9.2 Chapter 2

Bar plot: A graph of multiple rectangles where the height shows the counts or proportion of observations within each category of one categorical variable; the width of the rectangles is arbitrary and does not encoded data.

Boxplot: An alternative graphical summary for a quantitative variable that consists of the box (25th to 75th percentile), the line in the box (median), the tails or whiskers (to the most extreme observed values within 1.5*IQR), and points (outliers that are further than 1.5*IQR from the box)

Center of a Distribution: The typical value which could be measured with the mode, mean, or median.

Conditional distribution: The relative frequencies within subsets, typically calculated based on a two-way table for two categorical variables.

Direction: Indicating whether a relationship is positive, negative, or neutral

Distribution: The way something is spread out (the way in which values vary).

Form: The type of relationship we observe (linear, curved, none)

Frequency: The count of observations

Histogram: A graph to show the distribution of a quantitative variable. The x-axis is a number line that is divided into intervals called bins. The height of the bars shows either the frequency within intervals (counts of units that fall into that bin/interval) or the density (fraction of units that fall into that bin/interval). Gaps between bars are meaningful. They indicate absence of values within an interval.

Interquartile Range: 75th percentile - 25th percentile

Marginal Distribution: If you are looking at the numerical summary of two categorical variables, the marginal distribution is the relative frequency of one of the variables, ignoring the other.

Mean: The average value calculated as the sum of values divided by the total number of values.

Median: The middle value if you ordered all of the values.

Mode: A “peak”/“bump” in the distribution.

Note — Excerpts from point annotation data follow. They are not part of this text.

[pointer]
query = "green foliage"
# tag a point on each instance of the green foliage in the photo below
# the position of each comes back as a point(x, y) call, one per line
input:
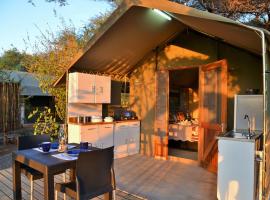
point(53, 54)
point(45, 123)
point(12, 60)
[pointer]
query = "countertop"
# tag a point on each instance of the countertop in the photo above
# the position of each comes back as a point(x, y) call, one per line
point(229, 136)
point(98, 123)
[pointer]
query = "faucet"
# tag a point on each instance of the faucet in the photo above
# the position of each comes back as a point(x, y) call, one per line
point(249, 126)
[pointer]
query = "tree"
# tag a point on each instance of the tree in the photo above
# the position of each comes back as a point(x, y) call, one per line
point(252, 12)
point(53, 53)
point(12, 60)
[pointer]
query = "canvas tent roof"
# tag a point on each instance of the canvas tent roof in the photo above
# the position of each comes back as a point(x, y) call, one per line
point(134, 30)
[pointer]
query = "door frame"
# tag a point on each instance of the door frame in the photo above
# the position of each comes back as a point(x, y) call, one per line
point(165, 143)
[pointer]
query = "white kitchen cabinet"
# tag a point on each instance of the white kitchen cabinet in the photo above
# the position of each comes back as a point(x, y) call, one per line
point(81, 88)
point(133, 137)
point(120, 140)
point(100, 135)
point(89, 134)
point(237, 169)
point(105, 135)
point(126, 138)
point(103, 89)
point(88, 88)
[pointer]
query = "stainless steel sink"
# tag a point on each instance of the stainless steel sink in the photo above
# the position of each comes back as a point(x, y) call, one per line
point(237, 135)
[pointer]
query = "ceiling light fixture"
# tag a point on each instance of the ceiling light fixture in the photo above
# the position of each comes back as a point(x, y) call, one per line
point(162, 14)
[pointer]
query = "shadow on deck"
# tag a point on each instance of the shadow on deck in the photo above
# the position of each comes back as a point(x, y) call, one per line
point(143, 177)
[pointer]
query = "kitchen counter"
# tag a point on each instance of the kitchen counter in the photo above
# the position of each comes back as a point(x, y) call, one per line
point(230, 136)
point(98, 123)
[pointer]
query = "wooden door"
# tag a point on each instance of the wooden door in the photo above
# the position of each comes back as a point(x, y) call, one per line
point(105, 135)
point(103, 89)
point(213, 111)
point(161, 114)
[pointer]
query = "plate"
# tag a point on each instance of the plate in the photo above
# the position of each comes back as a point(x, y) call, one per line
point(55, 145)
point(73, 152)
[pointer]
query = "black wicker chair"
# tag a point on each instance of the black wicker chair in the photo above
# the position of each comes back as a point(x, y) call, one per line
point(29, 142)
point(94, 176)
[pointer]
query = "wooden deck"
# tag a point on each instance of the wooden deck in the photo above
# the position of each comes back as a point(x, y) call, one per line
point(143, 177)
point(6, 185)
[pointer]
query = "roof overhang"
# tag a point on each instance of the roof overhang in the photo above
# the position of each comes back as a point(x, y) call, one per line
point(134, 30)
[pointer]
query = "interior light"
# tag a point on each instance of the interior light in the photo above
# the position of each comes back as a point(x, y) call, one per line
point(162, 14)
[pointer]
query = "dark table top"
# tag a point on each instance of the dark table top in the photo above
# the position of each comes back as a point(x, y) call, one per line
point(43, 161)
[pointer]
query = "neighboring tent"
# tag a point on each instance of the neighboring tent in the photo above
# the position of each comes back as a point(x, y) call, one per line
point(134, 29)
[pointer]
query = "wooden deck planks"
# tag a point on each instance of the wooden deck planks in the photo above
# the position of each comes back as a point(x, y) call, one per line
point(6, 186)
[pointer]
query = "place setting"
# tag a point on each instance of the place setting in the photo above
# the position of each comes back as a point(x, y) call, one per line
point(73, 153)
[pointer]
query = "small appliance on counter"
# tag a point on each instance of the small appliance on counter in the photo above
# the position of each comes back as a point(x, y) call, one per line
point(108, 119)
point(80, 119)
point(123, 114)
point(96, 119)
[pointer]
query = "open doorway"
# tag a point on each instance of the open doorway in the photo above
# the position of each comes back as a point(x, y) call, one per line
point(184, 113)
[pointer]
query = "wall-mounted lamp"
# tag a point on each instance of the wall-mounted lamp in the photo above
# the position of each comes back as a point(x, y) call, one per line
point(164, 15)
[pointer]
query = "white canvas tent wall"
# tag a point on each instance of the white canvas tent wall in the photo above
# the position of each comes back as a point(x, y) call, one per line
point(134, 30)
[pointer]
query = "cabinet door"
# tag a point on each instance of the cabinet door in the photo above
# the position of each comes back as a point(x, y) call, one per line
point(103, 89)
point(89, 134)
point(120, 140)
point(86, 88)
point(105, 134)
point(72, 87)
point(133, 138)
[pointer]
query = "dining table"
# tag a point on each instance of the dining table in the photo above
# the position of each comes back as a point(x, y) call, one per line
point(46, 163)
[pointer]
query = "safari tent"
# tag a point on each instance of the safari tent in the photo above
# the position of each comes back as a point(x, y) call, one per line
point(152, 43)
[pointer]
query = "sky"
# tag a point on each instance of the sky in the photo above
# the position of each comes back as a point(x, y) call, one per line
point(20, 19)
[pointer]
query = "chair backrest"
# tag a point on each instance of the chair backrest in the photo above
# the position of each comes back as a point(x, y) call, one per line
point(32, 141)
point(94, 173)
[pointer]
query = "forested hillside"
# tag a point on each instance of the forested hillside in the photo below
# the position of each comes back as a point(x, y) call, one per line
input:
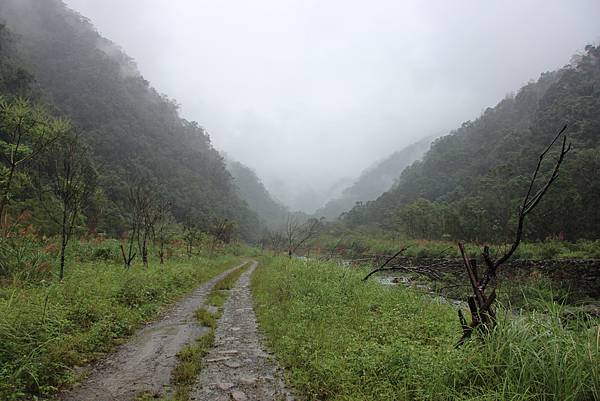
point(251, 189)
point(375, 180)
point(469, 184)
point(55, 57)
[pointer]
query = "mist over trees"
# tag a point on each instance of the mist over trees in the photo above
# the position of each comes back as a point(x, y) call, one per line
point(55, 57)
point(375, 180)
point(469, 183)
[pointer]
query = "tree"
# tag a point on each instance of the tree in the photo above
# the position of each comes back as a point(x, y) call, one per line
point(65, 171)
point(191, 234)
point(297, 234)
point(162, 231)
point(25, 133)
point(223, 230)
point(480, 303)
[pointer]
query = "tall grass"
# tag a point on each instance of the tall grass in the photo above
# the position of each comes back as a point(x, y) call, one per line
point(342, 339)
point(50, 327)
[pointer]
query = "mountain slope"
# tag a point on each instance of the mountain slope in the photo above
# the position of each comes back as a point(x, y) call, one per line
point(259, 200)
point(375, 180)
point(135, 132)
point(470, 182)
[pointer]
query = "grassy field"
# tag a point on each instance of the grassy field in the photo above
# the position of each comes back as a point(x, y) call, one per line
point(342, 339)
point(48, 327)
point(355, 243)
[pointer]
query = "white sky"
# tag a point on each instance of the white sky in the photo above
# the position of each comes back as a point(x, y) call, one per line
point(309, 92)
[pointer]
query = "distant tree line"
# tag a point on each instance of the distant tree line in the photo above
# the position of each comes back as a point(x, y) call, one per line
point(469, 184)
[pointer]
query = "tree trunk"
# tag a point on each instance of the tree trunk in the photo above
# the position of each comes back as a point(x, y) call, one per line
point(63, 245)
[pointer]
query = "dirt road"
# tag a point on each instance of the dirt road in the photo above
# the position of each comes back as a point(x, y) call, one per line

Mosaic plot: A graph of rectangles where the relative height of the bars shows the conditional distribution (relative frequency within subsets), and the width of the bars shows the marginal distribution (relative frequency of the X variable, ignoring the other variable).

Outlier: A point far from the rest of the observations

Relative Frequency: The count of observations divide by the total number of observations

Scatterplot: With two quantitative variables, the graphical display with points reflecting the pair of values on a coordinate plane.

Shape: When describing a distribution of a quantitative variable, you should comment on whether it is symmetric or skewed and how many modes it has.

Side-by-side bar plot: A graph of many rectangles where the height shows the count of the categories within groups in the data (for two categorical variables). The rectangles are typically colored according to the grouping categorical variable.

Simpson’s Paradox: A situation in which you come to two different conclusions if you look at results overall versus within subsets.

Skewed Left: A distribution is left-skewed if there is a long left tail.

Skewed Right: A distribution is right-skewed if it has a long right tail.

Spread (or variation): The measure of how much the values vary. Are the values concentrated around one or more values or spread out?

Stacked bar plot: A graph of rectangles where the height of the entire bar shows the marginal distribution (frequency of the X variable, ignoring the other variable), and the relative heights within one rectangle show conditional distributions (frequencies within subsets).

Stacked bar plot based on proportions: A graph of rectangles where the relative heights within one rectangle show conditional distributions (frequencies within subsets).

Standard deviation: Root mean squared deviations from mean

Strength: The compactness of points around the average relationship.

Symmetric Distribution: A distribution is symmetric if you fold it in half and the sides match up.

Trimmed means: Drop the lowest and highest k% and take the mean of the rest.

Variance: Square of the standard deviation

Z-score: A standardized value that gives the number of standard deviation a value is from the mean.